今のところ一番有用なのがSNSルートで、これはいわゆる口コミによる拡散効果が期待できるため、バズればかなり集客を見込める。そして、ここからお気に入り登録などの道が開ける期待が高い為、割りと有望視されているルートだ。ある意味「リピーター」を期待するルートといえる。

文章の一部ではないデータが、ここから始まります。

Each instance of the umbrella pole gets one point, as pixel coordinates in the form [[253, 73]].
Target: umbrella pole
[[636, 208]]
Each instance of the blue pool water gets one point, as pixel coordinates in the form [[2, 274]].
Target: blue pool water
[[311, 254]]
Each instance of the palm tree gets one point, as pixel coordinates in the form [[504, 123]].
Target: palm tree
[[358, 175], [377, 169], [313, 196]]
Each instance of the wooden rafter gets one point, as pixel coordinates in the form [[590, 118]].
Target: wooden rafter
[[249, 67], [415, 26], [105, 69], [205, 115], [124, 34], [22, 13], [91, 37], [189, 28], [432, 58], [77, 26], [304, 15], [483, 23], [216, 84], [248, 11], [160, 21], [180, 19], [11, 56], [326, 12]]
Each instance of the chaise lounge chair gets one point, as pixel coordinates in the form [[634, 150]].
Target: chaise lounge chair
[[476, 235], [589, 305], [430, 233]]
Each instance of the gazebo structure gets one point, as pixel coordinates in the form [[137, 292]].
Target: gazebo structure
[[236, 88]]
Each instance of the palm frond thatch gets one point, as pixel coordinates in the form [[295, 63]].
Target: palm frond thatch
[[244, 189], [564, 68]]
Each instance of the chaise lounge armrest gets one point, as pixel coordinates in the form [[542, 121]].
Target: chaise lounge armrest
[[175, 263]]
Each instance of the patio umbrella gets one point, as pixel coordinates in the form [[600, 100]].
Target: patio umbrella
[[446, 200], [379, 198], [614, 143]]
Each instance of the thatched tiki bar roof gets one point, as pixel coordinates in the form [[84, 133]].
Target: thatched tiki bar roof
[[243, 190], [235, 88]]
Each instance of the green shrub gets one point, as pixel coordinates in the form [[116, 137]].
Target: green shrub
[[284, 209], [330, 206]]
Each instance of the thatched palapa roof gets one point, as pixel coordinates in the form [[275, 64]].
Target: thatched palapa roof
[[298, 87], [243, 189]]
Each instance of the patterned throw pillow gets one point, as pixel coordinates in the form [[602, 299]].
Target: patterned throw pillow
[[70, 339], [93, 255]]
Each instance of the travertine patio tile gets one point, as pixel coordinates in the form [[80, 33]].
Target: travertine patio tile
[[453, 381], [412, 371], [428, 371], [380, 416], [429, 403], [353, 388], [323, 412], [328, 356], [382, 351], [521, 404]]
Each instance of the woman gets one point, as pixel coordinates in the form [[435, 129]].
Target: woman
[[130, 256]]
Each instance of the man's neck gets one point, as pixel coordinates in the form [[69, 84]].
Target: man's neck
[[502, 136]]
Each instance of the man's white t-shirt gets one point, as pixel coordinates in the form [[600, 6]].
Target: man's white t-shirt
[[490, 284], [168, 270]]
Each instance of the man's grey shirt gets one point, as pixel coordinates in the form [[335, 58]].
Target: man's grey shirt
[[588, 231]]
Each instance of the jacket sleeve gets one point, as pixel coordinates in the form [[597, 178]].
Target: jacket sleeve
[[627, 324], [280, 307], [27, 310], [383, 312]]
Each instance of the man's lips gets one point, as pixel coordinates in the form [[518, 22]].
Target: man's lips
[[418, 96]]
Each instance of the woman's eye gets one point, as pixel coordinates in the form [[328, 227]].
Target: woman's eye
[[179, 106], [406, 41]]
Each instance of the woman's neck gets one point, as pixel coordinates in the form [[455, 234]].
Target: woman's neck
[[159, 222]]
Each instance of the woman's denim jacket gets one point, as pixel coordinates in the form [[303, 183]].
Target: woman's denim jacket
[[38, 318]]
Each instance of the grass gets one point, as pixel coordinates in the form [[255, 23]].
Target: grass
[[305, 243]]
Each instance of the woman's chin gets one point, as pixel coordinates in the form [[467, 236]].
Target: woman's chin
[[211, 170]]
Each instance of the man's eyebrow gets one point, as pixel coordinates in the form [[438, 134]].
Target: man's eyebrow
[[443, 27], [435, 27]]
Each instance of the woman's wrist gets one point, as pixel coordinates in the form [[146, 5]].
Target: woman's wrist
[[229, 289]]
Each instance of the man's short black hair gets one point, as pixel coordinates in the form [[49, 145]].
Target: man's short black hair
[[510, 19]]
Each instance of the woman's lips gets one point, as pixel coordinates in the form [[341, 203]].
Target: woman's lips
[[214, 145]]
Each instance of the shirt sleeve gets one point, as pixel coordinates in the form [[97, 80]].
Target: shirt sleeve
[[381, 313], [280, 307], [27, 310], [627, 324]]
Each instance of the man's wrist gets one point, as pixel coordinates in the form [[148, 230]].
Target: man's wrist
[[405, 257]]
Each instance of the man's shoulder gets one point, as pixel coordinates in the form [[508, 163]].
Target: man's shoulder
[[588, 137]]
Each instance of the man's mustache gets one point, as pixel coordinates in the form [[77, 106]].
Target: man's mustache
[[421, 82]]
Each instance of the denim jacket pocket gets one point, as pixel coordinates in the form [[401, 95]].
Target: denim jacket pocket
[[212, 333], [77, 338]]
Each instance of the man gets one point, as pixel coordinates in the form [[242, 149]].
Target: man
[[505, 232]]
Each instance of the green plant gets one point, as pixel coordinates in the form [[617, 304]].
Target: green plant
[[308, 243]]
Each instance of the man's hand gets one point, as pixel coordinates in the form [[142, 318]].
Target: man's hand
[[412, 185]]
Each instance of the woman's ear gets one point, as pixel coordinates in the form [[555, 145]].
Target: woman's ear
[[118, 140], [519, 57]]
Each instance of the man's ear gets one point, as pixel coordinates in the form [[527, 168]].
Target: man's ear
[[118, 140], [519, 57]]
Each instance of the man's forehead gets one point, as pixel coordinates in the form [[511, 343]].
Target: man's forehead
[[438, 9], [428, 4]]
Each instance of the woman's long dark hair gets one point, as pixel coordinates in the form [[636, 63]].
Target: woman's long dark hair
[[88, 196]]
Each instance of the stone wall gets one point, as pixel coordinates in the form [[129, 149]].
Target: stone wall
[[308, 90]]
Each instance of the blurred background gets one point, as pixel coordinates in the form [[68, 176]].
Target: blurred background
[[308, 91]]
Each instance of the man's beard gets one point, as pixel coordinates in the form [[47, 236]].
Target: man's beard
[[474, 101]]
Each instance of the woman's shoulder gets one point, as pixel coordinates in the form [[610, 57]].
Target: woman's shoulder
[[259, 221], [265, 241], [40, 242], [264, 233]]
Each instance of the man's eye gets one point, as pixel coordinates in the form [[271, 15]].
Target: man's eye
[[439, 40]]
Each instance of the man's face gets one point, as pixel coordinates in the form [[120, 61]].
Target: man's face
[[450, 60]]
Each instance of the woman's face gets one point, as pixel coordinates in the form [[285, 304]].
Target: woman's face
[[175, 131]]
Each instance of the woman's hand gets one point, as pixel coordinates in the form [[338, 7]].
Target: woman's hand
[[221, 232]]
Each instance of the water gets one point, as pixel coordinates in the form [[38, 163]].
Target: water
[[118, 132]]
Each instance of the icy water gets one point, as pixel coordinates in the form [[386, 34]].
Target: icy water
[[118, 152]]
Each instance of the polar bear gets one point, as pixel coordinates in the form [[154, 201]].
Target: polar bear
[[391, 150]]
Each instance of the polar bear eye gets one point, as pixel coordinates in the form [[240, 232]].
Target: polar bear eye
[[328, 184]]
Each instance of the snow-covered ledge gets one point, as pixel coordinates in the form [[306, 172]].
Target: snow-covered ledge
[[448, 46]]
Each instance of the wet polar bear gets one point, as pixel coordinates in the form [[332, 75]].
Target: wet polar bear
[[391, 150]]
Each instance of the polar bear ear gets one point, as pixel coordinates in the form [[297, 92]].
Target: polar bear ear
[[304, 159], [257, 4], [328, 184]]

一方、一番集客効果が高いのが検索からのルートで、検索順位があがれば不特定多数の人からのアクセスが増えることが期待できる。こちらは「新規」を多く獲得するルートだ。ただし、検索順位を上げるためにはSEO対策が重要で、これが結構定期的に入れ替わるので、ノウハウが無い人には少々ハードルが高い。
「ダイレクト」は完全にリピーターになってくれた方からのルートだが、固定客が付くことがブログを書くためのモチベーションにも繋がるため、ここを目標に記事の内容をブラッシュアップすると言うことになろう。
読みやすい記事とは?
「新規」を獲得するためには、タイトルを工夫することが重要で、検索で表示されたときに「読んでみようかな」と思わせる内容にすることが良いとされている。
とはいえ、このブログの読者は少ないので説得力はないのだが、単語だけを羅列するよりは、一文になっていた方が集客効果は高い。
しかしそもそも検索に引っかからなければどうしようも無い訳で、SEO対策が重要になる。新規さんが多いブログほどその対策がしっかり成されているという事が言えるだろう。ただ、Googleのアルゴリズムは公開されていないし、こうすればOKという方法論もこれといってない。あったらみんなやっているわけで、成功する方法がいつまでも通用するとは限らないのだ。
とはいえ、傾向としてはライバルの少ないテーマにしっかりとした情報を載せるというのが、Google検索上位に来るコツというのは、一貫して変わらないと思う。そして、しっかりとした情報を載せるためには、そのテーマに興味を持っている必要があるわけで。好きなことをじっくり追及する方向が良いのだと思う。
あまり小手先のワザに頼る必要は無いよ。
ああ、ただSNSをターゲットにしている場合は、サムネイル画像を入れる方が良く、そのサムネ画像で内容が概ね分かるというのが好ましい。「行ってみよう」と思わせるからだ。
リピーターの獲得
次に読んで貰えるかどうか?という点については、自分の行動を考えてみたら分かると思う。例えば、自分が知りたいテーマを検索して出てきたブログをお気に入りに登録するか?というと、その頻度は極めて少ないと思う。
じゃあ、どんな記事が良いか?というと、例えばランキングサイトのトップ3に入っていれば、多くの人の目に入りやすくなり、8番以内くらい(大体、1画面に収まる程度の順位なのでサイトによって異なる)を目指したい。
そうなると、どういう記事が良いかというと、コメントが書きたくなるような記事が良いと思っている。コメントを検索したサイトに書き込んだときに、その返事を期待することが多いためにリピーターになる。これは相互リンクのサイトを作るのでも同じかな。同好の士を募るやり方は、古今東西、どんなシーンでも有効なのだ。
そんな訳で、新規とリピーターの違いは大体理解頂けただろうか?ブログへのアクセス数を増やしたいのであれば、その辺りを意識して分析し、対策を考えていく事をオススメしたい。